A spokesman said Arriva has a zero-tolerance policy for violence of any sort, and categorically condemns this incident, as well as any bullish, violent and anti-social behaviour. Moreover, the bus company said it has a very clear and open diversity policy which all employees are bound to respect.
The video was uploaded to YouTube on Sunday, but Arriva said the incident happened on Friday, and has already been investigated by the police, following a report having been filed by a third party.
Most of the 170-second video consists of audio alone; a number of people can be heard shouting, and an argument develops between a male bus driver and one of the passengers. The driver appears to invite the female passenger to a fight, and he is soon seen pushing her to the ground, outside the bus. Another woman is seen helping her get up.
Arriva pointed out that contrary to what the subtitles in the video say, the employee involved in the incident was not a dispatcher but a driver who was off-duty and on his way home after work.
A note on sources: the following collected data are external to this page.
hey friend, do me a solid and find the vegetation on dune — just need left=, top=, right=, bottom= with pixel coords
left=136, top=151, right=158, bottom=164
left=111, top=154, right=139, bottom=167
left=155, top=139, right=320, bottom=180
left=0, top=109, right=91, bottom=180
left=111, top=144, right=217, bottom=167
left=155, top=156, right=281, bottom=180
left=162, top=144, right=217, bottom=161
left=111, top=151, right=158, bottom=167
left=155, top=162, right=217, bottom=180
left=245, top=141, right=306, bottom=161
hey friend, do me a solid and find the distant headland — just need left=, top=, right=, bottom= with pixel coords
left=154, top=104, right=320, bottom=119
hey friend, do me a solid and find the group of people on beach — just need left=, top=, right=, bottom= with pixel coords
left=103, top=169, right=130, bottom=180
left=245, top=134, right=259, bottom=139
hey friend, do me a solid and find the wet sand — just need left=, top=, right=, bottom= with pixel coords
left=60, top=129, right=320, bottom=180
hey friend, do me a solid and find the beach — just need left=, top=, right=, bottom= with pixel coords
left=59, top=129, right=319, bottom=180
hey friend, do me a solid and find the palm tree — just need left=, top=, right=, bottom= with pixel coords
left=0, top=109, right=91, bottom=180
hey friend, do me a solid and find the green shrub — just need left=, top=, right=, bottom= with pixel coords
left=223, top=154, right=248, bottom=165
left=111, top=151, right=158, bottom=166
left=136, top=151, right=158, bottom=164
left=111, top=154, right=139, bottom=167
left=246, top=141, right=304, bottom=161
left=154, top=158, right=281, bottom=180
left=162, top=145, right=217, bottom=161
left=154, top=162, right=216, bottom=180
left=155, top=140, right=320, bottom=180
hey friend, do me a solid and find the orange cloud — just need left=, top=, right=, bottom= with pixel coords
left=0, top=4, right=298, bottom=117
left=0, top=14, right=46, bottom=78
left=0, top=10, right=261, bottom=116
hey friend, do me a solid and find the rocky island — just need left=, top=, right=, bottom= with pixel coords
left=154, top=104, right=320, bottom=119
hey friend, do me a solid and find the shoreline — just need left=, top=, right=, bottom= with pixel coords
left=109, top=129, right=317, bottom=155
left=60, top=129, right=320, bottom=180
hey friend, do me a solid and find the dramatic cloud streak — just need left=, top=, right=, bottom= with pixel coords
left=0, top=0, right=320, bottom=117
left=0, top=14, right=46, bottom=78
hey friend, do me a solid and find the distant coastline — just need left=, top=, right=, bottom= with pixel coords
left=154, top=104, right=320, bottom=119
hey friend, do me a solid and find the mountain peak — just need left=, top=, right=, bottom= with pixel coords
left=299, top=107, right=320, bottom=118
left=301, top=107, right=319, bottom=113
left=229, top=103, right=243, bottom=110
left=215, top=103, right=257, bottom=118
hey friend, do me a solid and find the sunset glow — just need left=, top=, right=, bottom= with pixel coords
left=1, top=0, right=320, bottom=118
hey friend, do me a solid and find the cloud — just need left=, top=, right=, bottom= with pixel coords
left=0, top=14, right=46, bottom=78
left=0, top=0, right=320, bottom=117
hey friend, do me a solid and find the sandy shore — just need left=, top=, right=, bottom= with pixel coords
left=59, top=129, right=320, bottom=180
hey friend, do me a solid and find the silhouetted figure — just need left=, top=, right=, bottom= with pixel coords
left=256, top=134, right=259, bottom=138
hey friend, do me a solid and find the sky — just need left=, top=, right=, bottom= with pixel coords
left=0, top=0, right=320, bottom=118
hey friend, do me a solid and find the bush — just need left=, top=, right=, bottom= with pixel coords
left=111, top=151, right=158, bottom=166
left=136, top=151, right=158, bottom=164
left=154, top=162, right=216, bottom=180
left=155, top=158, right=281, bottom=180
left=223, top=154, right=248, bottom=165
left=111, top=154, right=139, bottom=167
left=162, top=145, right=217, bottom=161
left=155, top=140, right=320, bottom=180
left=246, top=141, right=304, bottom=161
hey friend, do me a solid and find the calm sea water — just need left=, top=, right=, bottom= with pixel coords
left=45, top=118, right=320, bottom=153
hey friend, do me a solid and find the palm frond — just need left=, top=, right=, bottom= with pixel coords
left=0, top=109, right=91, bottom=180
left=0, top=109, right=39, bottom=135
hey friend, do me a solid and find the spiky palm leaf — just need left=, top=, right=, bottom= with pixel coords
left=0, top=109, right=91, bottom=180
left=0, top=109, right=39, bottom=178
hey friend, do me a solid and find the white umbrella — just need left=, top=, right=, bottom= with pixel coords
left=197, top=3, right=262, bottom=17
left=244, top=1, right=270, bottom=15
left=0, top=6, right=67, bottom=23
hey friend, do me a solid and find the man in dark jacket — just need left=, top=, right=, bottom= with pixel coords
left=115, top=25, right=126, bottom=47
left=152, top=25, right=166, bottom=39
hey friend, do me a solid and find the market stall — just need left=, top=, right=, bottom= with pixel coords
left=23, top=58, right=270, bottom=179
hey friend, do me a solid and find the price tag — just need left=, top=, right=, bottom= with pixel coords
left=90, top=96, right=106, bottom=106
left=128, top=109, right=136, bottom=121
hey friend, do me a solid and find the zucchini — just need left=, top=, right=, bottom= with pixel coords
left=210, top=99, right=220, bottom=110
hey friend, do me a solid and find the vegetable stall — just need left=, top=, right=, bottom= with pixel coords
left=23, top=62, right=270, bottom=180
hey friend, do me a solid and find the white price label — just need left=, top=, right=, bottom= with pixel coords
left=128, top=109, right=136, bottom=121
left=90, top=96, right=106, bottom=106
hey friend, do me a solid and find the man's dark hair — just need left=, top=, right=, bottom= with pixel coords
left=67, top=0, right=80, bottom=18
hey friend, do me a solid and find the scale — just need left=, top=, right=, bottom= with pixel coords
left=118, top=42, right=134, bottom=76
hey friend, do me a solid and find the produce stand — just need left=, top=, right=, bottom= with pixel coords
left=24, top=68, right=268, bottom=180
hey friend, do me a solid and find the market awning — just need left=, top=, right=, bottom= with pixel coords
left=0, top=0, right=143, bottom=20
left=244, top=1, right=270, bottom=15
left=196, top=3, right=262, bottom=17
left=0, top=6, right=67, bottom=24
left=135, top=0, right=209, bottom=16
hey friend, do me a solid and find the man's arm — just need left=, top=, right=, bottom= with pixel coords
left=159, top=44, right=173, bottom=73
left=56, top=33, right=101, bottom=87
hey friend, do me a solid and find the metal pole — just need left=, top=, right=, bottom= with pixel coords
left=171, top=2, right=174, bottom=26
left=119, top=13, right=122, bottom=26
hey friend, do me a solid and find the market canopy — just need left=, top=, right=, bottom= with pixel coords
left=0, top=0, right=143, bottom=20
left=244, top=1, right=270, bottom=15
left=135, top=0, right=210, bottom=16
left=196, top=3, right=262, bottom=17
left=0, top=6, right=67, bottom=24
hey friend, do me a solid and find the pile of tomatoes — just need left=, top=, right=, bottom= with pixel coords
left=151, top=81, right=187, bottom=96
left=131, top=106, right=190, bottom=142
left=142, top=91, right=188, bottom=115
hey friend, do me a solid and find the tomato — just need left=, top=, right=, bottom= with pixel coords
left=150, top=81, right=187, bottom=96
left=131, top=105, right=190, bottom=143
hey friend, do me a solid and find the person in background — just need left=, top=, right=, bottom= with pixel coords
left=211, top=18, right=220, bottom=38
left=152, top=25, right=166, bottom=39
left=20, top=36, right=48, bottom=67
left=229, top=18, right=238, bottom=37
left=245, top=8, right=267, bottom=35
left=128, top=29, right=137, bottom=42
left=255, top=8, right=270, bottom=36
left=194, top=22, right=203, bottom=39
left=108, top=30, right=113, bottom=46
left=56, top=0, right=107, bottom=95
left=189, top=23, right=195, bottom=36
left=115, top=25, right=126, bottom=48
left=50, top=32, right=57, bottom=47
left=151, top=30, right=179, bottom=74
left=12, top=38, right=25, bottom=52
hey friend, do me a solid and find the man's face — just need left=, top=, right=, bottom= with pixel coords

At the time therefore, the driver was using the bus as a passenger.
“Indeed, any action taken by this driver was taken on his own initiative. This driver is no longer employed with Arriva.
Meanwhile, Cyrus Engerer, from LGBT (lesbian, gay, bisexual and transgender) Labour, referred to the incident, saying that people’s mentality cannot change unless laws are changed. Such attacks can only stop if gay couples and homosexual families are legally recognised, he said, adding that basic laws regarding hate crime and hate speech that cover homophobic acts, also need to be introduced.
He noted that four years ago, in its electoral programme, the Nationalist Party had promised that a new PN government would add ‘sexual orientation’ as one of the sectors that the National Commission for the Promotion of Equality would work on.
This promise has not yet been implemented, said Mr Engerer, noting that no national entity is responsible for the education and promotion of diversity with respect to sexual orientation, said Mr Engerer.